The report, released ahead of talks between the Pakistani government and the IMF on a new long-term programme, underscores concerns about the country's stability and the challenges it faces, Dawn reported.
According to the IMF staff report, " Downside risks remain exceptionally high. While the new government has indicated its intention to continue the SBAs (standby arrangement) policies, political uncertainty remains significant."
This uncertainty, it warns, could have profound effects on policymaking, particularly given the high cost of living and other political complexities.
The IMF also cautions that policy slippages, coupled with decreased external financing, could derail Pakistan's progress towards debt sustainability and put pressure on the exchange rate.
Furthermore, external stability is threatened by factors such as higher commodity prices, shipping disruptions, and tighter global financial conditions, all of which could exacerbate the nation's financial challenges, as reported by Dawn.
Emphasising the urgency of the situation, the IMF stresses the importance of timely disbursements of post-programme external financing.

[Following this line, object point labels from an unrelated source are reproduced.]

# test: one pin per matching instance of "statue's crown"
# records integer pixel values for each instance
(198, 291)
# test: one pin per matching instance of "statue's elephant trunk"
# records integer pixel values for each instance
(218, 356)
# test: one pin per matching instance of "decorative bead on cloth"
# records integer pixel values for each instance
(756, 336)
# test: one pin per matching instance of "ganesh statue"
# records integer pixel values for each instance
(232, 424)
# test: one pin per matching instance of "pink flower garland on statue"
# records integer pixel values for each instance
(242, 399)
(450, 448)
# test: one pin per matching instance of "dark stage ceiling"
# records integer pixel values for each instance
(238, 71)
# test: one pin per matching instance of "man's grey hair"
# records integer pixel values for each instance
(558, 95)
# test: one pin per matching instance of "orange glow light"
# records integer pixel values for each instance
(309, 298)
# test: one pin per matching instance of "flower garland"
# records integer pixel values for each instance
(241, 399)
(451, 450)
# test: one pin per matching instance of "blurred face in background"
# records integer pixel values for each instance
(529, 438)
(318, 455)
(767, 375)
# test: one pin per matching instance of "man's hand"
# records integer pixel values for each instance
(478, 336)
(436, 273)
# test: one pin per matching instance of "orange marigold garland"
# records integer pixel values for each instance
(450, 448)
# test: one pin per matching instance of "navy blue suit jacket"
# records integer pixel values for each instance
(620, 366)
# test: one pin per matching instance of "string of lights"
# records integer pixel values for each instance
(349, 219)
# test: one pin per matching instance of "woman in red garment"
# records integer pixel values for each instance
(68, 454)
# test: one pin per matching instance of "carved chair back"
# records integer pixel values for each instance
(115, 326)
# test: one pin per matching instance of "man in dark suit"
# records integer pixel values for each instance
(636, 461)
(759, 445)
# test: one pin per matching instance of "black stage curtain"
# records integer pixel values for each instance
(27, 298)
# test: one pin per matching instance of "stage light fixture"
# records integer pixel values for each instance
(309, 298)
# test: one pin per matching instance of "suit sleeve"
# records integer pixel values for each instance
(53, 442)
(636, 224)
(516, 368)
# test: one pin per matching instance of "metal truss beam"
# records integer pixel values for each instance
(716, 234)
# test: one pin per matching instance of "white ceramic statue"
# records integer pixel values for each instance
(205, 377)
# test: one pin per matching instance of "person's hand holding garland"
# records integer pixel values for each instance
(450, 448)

While Pakistan recently completed a short-term USD 3 billion programme, Prime Minister Shehbaz Sharif has underscored the need for a fresh, longer-term arrangement to address the country's ongoing economic issues.
Last summer, Pakistan narrowly avoided default , and since then, the economy has stabilised, with inflation dropping from a record high of 38 per cent in May to around 17 per cent in April. However, significant challenges persist, including a high fiscal shortfall and stagnant growth, which is projected to be around 2 per cent this year, compared to negative growth last year.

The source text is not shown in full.